Global late-stage investors, known for powering Series C+ and mega deals, retreated from the market and redirected their focus to earlier investment stages, primarily Series B, with some of these investors nearly exiting the market altogether. While some global investors scaled back their involvement, regional and North Asian investors continued participating in late-stage deals. This change contributed to bringing mega-deal activity down to levels last observed in 2016 and Series C+ investments to late 2019 levels. 

It is possible to observe a sharp change in the valuation landscape throughout the year, with Series B being the most volatile. For instance, in Indonesia, Series B valuations experienced a surge when global players retreated to earlier stages, only to return to late 2021 levels towards the year’s end.

Conversely, Vietnam witnessed a steady decline in Series B valuations after reaching exceptional heights in 2021. At the beginning of 2022, as Series B valuations peaked in Indonesia, the investment volume in the Philippines surpassed that of Vietnam. The narratives of Vietnam as the “Next China” and the Philippines as the “Next Indonesia” were being tested against each other in the search for the next regional growth story. As the year progressed, investment volumes decreased in both markets, with Vietnam narrowly edging ahead in the second half of 2022.

Digital financial services: A thriving landscape in ASEAN

Southeast Asia’s capital markets have historically faced challenges related to efficiency, accessibility, and liquidity. The rise of digital financial services and financial technology (fintech) has paved the way for transformative changes in this domain. Directing investments towards developing robust and technologically advanced capital market systems, which facilitate ease of access for both individual and institutional investors, has been crucial for the region’s economy. 

The Cento Ventures’ report has shed light on the dominant investment theme in Southeast Asia, revealing that digital financial services continue to capture significant attention. These services accounted for a substantial 46% of the region’s overall liquidity and an impressive 43% of all equity funding. As private credit options became more advanced and accessible, investments in digital financial services shifted their focus from supporting lending facilities and user acquisition to enhancing the region’s financial infrastructure. This shift primarily benefited the payments value chain and capital market systems.

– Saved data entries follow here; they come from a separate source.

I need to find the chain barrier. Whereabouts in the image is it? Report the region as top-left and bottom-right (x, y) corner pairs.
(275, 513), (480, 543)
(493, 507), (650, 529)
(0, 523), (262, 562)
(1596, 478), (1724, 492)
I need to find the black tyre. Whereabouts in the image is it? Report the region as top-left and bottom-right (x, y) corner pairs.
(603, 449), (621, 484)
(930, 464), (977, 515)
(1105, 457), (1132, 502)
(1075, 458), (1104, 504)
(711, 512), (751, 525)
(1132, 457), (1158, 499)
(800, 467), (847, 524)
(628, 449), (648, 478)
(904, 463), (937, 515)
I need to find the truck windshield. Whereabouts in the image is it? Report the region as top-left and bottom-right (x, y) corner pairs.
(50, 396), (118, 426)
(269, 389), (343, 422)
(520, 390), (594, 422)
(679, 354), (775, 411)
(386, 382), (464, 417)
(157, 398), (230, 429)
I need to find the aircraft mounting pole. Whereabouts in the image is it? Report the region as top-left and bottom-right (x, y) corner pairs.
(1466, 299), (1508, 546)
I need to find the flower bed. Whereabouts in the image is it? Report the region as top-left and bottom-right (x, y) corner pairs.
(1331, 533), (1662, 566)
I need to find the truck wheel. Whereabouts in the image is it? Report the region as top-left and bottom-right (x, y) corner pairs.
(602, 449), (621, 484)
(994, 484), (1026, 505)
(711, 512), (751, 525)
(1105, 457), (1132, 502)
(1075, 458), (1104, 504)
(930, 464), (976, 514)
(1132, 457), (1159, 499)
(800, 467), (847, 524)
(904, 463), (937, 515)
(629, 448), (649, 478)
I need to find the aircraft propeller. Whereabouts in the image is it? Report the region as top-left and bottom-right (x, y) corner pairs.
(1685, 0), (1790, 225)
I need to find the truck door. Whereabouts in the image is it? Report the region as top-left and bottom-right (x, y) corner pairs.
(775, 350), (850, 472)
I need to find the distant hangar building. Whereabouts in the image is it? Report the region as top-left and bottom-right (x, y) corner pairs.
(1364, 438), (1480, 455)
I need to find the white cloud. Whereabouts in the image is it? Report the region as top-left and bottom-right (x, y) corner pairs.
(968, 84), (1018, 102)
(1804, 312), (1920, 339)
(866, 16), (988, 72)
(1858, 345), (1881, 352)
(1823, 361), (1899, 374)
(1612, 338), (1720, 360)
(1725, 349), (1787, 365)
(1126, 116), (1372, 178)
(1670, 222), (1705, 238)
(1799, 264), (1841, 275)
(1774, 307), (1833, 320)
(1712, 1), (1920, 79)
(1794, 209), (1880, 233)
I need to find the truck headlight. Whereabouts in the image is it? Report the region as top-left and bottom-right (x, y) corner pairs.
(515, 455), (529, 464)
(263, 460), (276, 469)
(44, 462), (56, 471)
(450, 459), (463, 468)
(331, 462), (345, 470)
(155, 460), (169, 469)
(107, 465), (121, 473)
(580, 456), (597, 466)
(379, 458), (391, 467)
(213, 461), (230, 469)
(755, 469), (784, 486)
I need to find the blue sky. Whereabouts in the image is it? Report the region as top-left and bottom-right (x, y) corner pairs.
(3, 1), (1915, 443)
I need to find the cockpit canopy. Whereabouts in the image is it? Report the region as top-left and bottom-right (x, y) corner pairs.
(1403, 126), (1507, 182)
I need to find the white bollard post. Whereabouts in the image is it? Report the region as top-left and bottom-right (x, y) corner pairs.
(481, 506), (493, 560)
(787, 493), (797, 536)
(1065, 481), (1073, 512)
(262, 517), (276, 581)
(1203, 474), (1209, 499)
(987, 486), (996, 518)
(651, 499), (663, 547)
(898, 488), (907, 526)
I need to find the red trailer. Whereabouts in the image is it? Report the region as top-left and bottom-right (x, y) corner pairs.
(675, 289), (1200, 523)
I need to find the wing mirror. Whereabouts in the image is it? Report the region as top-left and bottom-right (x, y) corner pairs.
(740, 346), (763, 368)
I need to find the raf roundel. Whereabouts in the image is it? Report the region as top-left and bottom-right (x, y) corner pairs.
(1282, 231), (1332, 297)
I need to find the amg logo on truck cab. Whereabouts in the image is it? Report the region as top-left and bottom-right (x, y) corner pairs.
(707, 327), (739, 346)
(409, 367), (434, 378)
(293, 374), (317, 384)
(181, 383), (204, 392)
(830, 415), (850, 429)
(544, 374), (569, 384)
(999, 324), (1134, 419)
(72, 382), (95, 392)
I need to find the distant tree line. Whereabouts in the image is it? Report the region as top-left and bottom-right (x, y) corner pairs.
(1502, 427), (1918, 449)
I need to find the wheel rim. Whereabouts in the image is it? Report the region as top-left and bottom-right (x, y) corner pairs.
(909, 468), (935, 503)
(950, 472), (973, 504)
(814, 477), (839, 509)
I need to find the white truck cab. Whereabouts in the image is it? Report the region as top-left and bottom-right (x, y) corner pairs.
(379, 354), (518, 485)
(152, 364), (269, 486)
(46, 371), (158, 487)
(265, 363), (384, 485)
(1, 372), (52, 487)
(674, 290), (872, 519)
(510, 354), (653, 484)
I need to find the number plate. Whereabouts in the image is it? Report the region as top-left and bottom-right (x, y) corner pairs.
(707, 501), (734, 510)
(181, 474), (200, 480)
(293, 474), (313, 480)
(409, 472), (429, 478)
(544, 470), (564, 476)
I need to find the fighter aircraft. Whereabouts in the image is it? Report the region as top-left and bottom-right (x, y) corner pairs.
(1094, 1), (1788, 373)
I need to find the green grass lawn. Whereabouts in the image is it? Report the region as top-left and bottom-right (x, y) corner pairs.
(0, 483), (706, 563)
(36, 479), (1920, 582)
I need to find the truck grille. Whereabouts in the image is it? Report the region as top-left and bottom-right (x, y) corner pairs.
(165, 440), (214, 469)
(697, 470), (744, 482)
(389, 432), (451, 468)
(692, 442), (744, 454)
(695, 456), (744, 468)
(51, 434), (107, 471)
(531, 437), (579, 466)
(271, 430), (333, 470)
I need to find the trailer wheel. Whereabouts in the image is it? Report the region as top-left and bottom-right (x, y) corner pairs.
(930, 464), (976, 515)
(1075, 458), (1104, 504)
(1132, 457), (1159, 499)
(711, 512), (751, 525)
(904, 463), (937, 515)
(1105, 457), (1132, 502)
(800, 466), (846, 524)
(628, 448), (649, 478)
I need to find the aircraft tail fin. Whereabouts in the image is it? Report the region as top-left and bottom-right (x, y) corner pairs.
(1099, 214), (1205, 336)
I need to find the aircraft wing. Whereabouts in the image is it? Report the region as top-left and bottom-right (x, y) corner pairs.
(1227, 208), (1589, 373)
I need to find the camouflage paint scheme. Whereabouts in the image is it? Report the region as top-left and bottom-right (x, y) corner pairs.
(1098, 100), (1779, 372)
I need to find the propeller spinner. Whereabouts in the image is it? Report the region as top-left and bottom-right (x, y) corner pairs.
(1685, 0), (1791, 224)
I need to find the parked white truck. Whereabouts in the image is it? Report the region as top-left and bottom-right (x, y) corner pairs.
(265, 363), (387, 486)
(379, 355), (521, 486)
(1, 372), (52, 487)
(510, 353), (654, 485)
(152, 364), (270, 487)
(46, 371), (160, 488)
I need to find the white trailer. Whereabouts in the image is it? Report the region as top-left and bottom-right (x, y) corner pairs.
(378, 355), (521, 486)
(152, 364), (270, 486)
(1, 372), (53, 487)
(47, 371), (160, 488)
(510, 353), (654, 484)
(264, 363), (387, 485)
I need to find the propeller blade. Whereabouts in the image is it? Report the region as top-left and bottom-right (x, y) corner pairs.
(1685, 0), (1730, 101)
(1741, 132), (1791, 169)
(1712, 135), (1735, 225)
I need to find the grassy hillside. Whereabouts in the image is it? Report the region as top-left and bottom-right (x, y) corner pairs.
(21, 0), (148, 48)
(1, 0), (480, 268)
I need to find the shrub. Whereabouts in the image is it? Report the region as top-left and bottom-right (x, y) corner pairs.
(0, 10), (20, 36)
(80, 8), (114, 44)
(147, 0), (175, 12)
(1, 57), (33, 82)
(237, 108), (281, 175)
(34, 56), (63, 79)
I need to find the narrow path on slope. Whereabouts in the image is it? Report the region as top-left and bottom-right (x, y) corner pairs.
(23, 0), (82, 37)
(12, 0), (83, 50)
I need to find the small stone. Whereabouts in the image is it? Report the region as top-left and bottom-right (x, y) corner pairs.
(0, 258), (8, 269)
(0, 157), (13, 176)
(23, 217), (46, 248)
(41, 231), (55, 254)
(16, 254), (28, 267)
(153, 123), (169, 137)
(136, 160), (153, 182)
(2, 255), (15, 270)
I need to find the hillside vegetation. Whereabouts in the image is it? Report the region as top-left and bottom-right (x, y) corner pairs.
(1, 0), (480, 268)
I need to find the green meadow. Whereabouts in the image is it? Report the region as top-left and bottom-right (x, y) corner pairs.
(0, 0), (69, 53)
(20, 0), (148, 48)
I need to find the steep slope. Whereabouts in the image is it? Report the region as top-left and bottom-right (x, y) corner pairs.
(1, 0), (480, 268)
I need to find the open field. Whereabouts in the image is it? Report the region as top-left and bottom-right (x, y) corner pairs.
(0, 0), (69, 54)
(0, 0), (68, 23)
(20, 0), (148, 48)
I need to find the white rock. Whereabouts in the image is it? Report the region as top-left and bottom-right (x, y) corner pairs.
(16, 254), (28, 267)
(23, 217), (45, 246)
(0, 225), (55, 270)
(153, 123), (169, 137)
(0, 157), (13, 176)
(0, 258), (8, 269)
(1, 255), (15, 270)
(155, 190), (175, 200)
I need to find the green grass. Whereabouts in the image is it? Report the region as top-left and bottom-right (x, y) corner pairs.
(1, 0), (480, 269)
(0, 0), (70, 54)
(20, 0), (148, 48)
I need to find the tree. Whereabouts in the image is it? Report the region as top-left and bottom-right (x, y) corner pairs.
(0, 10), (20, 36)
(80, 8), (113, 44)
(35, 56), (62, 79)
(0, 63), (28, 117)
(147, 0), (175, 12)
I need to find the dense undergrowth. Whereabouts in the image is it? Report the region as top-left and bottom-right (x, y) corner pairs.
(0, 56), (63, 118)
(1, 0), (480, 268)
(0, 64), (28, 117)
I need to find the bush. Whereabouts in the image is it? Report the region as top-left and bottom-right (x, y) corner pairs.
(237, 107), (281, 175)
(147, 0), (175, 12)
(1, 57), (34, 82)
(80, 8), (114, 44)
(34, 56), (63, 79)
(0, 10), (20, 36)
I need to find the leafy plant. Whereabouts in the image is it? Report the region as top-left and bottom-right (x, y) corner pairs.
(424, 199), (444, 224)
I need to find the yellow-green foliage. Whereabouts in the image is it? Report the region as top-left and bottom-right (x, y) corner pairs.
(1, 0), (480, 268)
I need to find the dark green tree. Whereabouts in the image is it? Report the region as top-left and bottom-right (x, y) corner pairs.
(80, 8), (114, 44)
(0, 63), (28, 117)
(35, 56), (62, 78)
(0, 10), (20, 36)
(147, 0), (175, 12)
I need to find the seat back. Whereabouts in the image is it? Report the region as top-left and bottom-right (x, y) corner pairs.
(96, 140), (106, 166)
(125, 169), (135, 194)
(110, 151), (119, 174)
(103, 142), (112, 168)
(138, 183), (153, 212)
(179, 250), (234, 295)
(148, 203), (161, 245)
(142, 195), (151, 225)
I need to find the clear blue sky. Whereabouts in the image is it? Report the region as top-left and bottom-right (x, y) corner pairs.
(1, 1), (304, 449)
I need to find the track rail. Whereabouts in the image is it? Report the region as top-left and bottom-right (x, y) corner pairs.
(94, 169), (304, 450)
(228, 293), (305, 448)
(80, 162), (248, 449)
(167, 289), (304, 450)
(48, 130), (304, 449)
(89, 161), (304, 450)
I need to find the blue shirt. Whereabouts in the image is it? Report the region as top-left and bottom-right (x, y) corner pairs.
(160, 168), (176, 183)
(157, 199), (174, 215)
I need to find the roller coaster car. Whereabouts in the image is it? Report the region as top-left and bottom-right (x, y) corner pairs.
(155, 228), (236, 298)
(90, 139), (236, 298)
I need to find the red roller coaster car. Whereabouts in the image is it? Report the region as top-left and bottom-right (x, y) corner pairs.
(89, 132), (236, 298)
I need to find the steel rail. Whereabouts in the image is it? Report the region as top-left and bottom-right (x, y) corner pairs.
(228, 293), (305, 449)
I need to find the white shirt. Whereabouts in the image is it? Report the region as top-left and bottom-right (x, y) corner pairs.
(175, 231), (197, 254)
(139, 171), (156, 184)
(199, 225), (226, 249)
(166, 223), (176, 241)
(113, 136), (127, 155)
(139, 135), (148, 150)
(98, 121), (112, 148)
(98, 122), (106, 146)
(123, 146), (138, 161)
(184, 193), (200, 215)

One key factor contributing to the vitality of the digital financial services sector in ASEAN is the rapid evolution of payment infrastructure and regulations. Governments and regulatory bodies in the region have recognised the importance of fostering a conducive environment for digital finance. They have proactively introduced regulation updates, streamlined processes, and fostered innovation. These efforts have created an increasingly attractive ecosystem for investors seeking to capitalise on the digital finance revolution.

Southeast Asia: A promising hub for innovation and growth

Despite the challenges of the global economic slowdown, the ASEAN region remains a promising hub for innovation and entrepreneurial growth. The region’s resilience and ability to adapt to market dynamics are evident as the latest VC trends in Southeast Asia continue to shape the landscape. 

Nevertheless, tech startups in Southeast Asia need to remain agile, leverage all available resources, and stay abreast of the shifting investment environment. They should also heed factors such as the trend of investors funding innovative companies embracing the United Nations’ sustainable development goals (SDGs) or those with strong environmental, sustainability and governance (ESG) structures. 

With ongoing support from regional and global investors, the future looks promising for tech startups in the area, paving the way for continued innovation and opportunities for all stakeholders involved.